In both the X-leg and O-leg positions, the load-bearing force is not going through the center of the knee. Instead, the line of force is more off to one side or the other. That affects where tension goes. Over time it can increase the chances of osteoarthritis due to the extra stress either on the inside or outside of the knee and potentially result in pain (Miura et al., 2009). In an X-leg position specifically, the pattern has been linked to an increased likelihood of patellofemoral pain (Gwynne and Curran, 2018; Herrington, 2014).

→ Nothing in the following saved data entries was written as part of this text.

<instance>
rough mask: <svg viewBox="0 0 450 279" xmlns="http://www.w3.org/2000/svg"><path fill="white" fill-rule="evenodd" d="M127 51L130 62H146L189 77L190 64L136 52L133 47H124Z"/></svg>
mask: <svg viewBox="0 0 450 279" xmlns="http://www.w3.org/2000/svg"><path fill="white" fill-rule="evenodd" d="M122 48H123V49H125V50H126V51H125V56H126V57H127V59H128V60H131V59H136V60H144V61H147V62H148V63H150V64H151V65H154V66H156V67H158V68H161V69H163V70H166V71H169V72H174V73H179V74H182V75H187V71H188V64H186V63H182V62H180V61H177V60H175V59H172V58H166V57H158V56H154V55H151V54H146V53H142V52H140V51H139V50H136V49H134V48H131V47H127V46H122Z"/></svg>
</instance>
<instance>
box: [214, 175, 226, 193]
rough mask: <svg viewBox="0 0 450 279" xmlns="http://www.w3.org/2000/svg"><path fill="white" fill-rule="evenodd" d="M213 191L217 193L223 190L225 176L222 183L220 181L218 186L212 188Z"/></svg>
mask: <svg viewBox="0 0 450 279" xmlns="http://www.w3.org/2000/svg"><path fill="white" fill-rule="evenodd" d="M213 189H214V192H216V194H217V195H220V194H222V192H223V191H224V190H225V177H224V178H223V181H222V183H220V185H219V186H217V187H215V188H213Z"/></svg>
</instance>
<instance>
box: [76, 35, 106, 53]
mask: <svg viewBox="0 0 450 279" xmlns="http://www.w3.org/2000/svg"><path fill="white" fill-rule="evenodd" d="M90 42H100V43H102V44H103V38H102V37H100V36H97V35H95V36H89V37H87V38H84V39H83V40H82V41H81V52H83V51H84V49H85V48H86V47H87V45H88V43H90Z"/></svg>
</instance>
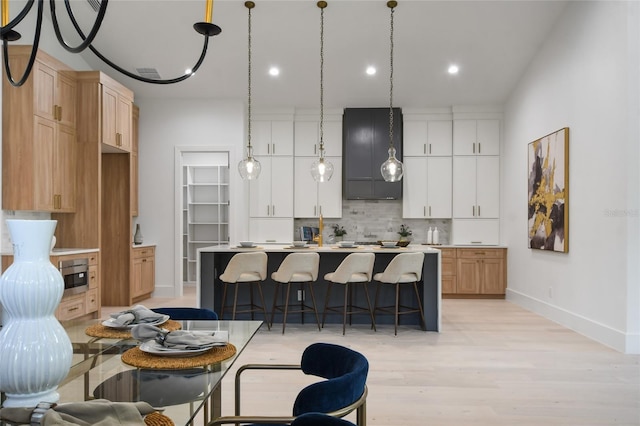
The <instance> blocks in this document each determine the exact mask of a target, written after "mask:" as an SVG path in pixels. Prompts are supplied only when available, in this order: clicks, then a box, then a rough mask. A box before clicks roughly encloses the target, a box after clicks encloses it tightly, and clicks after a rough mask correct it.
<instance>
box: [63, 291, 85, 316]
mask: <svg viewBox="0 0 640 426" xmlns="http://www.w3.org/2000/svg"><path fill="white" fill-rule="evenodd" d="M85 303H86V299H85V295H84V294H79V295H77V296H74V297H71V298H69V299H66V300H63V301H62V302H60V306H58V311H57V317H58V319H59V320H60V321H65V320H70V319H73V318H76V317H80V316H82V315H84V313H85Z"/></svg>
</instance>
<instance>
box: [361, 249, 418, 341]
mask: <svg viewBox="0 0 640 426" xmlns="http://www.w3.org/2000/svg"><path fill="white" fill-rule="evenodd" d="M423 263H424V253H422V252H411V253H401V254H398V255H396V256H395V257H394V258H393V259H391V262H389V264H388V265H387V267H386V268H385V270H384V272H380V273H378V274H375V275H374V276H373V279H374V280H376V281H378V285H377V286H376V301H375V308H374V312H376V313H377V312H382V313H386V314H393V315H395V334H396V336H397V335H398V317H399V316H400V315H404V314H413V313H420V319H421V320H422V328H423V329H425V328H426V325H425V320H424V310H423V308H422V302H421V301H420V292H419V291H418V281H420V279H421V278H422V264H423ZM384 284H391V285H394V286H395V290H396V303H395V306H378V295H379V293H380V287H381V286H382V285H384ZM400 284H413V289H414V291H415V294H416V299H417V301H418V307H417V308H415V307H413V306H404V305H401V304H400Z"/></svg>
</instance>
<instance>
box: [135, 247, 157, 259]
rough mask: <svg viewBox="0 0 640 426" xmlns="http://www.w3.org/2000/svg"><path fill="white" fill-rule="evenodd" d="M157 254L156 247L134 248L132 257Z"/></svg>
mask: <svg viewBox="0 0 640 426" xmlns="http://www.w3.org/2000/svg"><path fill="white" fill-rule="evenodd" d="M155 254H156V249H155V247H141V248H134V249H133V253H132V258H133V259H141V258H143V257H150V256H155Z"/></svg>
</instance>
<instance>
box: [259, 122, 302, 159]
mask: <svg viewBox="0 0 640 426" xmlns="http://www.w3.org/2000/svg"><path fill="white" fill-rule="evenodd" d="M251 145H252V146H253V154H254V155H261V156H262V155H293V120H266V119H259V120H254V121H252V122H251Z"/></svg>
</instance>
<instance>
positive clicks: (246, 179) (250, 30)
mask: <svg viewBox="0 0 640 426" xmlns="http://www.w3.org/2000/svg"><path fill="white" fill-rule="evenodd" d="M244 5H245V7H246V8H247V10H248V15H249V18H248V20H249V22H248V25H247V27H248V37H247V39H248V45H249V48H248V61H247V64H248V68H247V76H248V91H247V92H248V96H247V156H246V157H245V158H244V159H243V160H241V161H240V163H238V171H239V172H240V176H241V177H242V179H246V180H254V179H258V176H259V175H260V169H261V166H260V162H259V161H258V160H256V159H255V158H254V157H253V147H252V146H251V9H253V8H254V7H255V6H256V4H255V3H254V2H252V1H246V2H244Z"/></svg>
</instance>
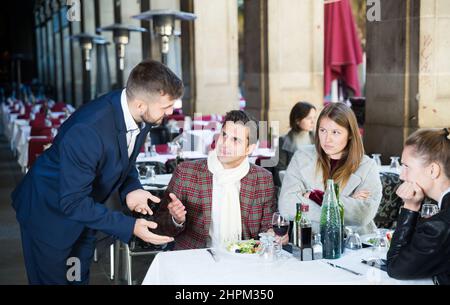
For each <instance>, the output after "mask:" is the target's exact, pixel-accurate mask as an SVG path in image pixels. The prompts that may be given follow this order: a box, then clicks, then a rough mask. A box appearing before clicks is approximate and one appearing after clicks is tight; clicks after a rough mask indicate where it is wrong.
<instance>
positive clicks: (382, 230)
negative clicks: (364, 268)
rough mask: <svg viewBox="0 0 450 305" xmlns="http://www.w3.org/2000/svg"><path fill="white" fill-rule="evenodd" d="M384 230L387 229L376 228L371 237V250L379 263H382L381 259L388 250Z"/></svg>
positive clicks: (376, 259)
mask: <svg viewBox="0 0 450 305" xmlns="http://www.w3.org/2000/svg"><path fill="white" fill-rule="evenodd" d="M386 231H387V230H385V229H377V231H376V235H375V237H374V238H373V243H372V246H373V248H372V250H373V253H374V256H375V258H376V260H377V263H378V264H379V265H383V264H384V262H383V259H385V258H386V253H387V250H388V245H389V243H388V240H387V237H386Z"/></svg>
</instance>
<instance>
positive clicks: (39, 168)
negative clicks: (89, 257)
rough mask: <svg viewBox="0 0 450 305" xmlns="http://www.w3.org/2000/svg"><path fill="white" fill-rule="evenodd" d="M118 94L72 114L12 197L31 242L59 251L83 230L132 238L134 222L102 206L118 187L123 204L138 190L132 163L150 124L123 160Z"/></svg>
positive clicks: (135, 170) (17, 188) (121, 213)
mask: <svg viewBox="0 0 450 305" xmlns="http://www.w3.org/2000/svg"><path fill="white" fill-rule="evenodd" d="M120 95H121V91H115V92H112V93H109V94H107V95H104V96H101V97H99V98H98V99H96V100H94V101H92V102H90V103H88V104H86V105H84V106H82V107H81V108H80V109H79V110H77V111H76V112H75V113H74V114H72V115H71V116H70V118H69V119H68V120H67V121H65V122H64V124H63V125H62V126H61V127H60V129H59V131H58V135H57V136H56V138H55V140H54V142H53V144H52V146H51V147H50V148H49V149H47V150H46V151H45V152H44V153H43V154H42V155H41V156H39V158H37V160H36V162H35V164H34V165H33V167H32V168H31V169H30V170H29V171H28V173H27V174H26V176H25V177H24V179H23V180H22V182H21V183H20V184H19V185H18V186H17V188H16V189H15V190H14V192H13V193H12V195H11V197H12V201H13V207H14V209H15V210H16V213H17V220H18V221H19V223H20V224H21V226H22V227H23V228H24V229H26V230H28V232H29V233H30V234H32V236H33V237H34V238H36V239H39V240H41V241H44V242H46V243H47V244H49V245H52V246H54V247H55V248H58V249H65V248H68V247H71V246H72V245H73V244H74V243H75V242H76V240H77V239H78V237H79V236H80V234H81V232H82V231H83V229H84V228H91V229H95V230H100V231H102V232H105V233H107V234H110V235H113V236H115V237H117V238H119V239H120V240H122V241H124V242H128V240H129V239H130V238H131V236H132V233H133V229H134V224H135V219H134V218H132V217H128V216H126V215H124V214H123V213H121V212H117V211H111V210H109V209H108V208H106V207H105V205H104V202H105V201H106V199H107V198H108V197H109V196H110V195H111V193H112V192H114V191H115V190H117V189H118V190H119V194H120V197H121V200H122V202H124V198H125V196H126V195H127V194H128V193H129V192H130V191H133V190H136V189H139V188H142V186H141V184H140V182H139V180H138V174H137V171H136V167H135V161H136V157H137V154H138V153H139V148H140V147H141V146H142V144H143V142H144V141H145V136H146V135H147V134H148V132H149V130H150V128H151V126H150V125H146V126H145V127H144V129H143V130H141V132H140V133H139V135H138V137H137V139H136V145H135V148H134V151H133V154H132V155H131V157H130V158H128V151H127V143H126V127H125V120H124V116H123V112H122V107H121V104H120Z"/></svg>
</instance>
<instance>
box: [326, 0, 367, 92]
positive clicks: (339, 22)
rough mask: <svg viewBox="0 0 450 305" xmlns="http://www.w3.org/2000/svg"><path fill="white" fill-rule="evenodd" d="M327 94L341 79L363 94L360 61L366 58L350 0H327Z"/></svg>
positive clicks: (326, 3) (326, 19)
mask: <svg viewBox="0 0 450 305" xmlns="http://www.w3.org/2000/svg"><path fill="white" fill-rule="evenodd" d="M324 34H325V53H324V57H325V58H324V69H325V86H324V88H325V95H328V94H329V93H330V90H331V82H332V81H333V80H335V79H339V80H341V81H343V82H344V83H345V85H346V86H347V87H348V88H350V89H351V90H352V91H353V93H354V95H355V96H361V89H360V86H359V81H358V65H359V64H360V63H361V62H362V49H361V44H360V42H359V39H358V36H357V33H356V26H355V21H354V18H353V15H352V10H351V7H350V4H349V2H348V0H328V1H325V33H324Z"/></svg>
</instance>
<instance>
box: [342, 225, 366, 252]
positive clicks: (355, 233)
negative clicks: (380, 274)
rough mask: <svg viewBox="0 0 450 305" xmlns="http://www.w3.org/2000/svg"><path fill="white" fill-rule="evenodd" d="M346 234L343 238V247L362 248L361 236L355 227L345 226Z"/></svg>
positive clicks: (351, 248)
mask: <svg viewBox="0 0 450 305" xmlns="http://www.w3.org/2000/svg"><path fill="white" fill-rule="evenodd" d="M346 229H347V232H348V235H347V239H346V240H345V247H346V248H347V249H351V250H358V249H361V248H362V243H361V237H360V236H359V234H358V232H357V227H355V226H347V227H346Z"/></svg>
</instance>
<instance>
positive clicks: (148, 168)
mask: <svg viewBox="0 0 450 305" xmlns="http://www.w3.org/2000/svg"><path fill="white" fill-rule="evenodd" d="M145 167H146V168H147V175H146V178H147V179H150V181H151V182H155V180H156V173H155V166H154V165H146V166H145Z"/></svg>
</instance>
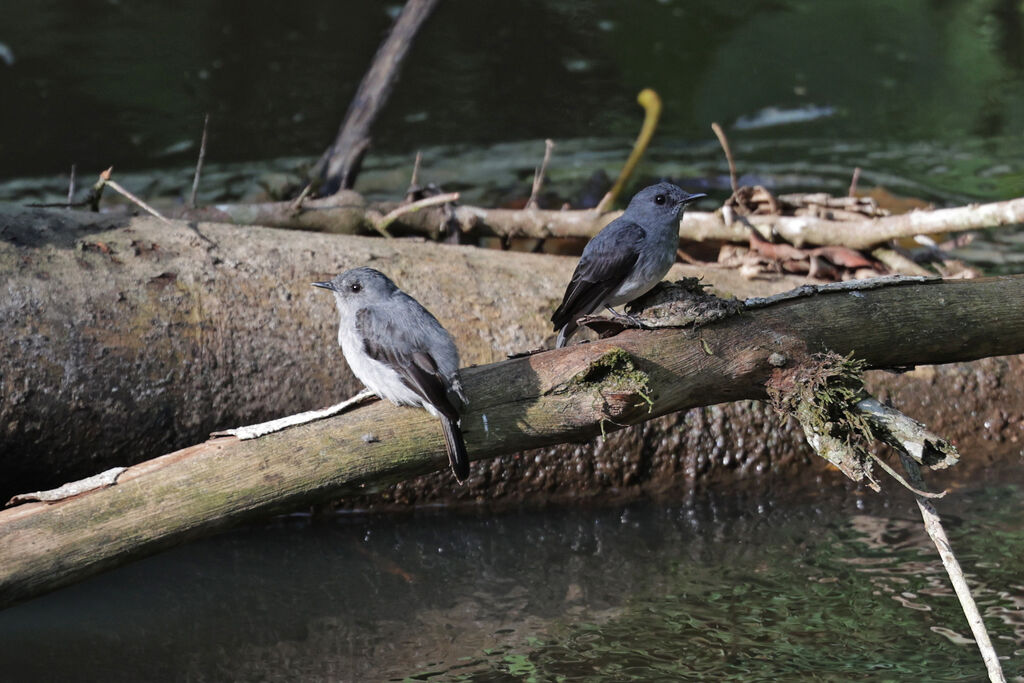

Can we change knee patterns?
Yes, it is possible to change these patterns, to a point. But, if we really want to change them, we have to look more holistically at the body. There may be a genetic component to the angle of the joints at the hip, knee, and ankle. Those aren’t likely to change. Our knee position may also result from something we can’t change like a disease or acute injury.
But we also acquire our patterns from activities we do as well as accidents and injuries we’ve experienced. If those patterns are held in the soft tissue (muscles and fascia), then there is some potential to change them. We would need to consult with an appropriate medical professional like a physical therapist or experienced bodyworker for a full assessment to understand the range within which change might be possible for our pattern.
Valgus and varus knee positions describe the way the tibia meets the femur at the knee joint. They refer to a pattern where the knee is positioned either medial or lateral of the ideal. In this position, the knee is more vulnerable to some types of strain on tissues surrounding it, which may cause pain as well as reduced function.
Gwynne, C.R. and S.A. Curran. 2018. Two-dimensional frontal plane projection angle can identify subgroups of patellofemoral pain patients who demonstrate dynamic knee valgus. Clinical Biomechanics. 58:44-48.
Herrington, L. 2014. Knee valgus angle during single leg squat and landing in patellofemoral pain patients and controls. The Knee. 21:514-517.
Miura, H., S. Takasugi, T. Kawano, T. Manabe, Y. Iwamoto. 2009. Varus-valgus laxity correlates with pain in osteoarthritis of the knee. The Knee. 16:30-32.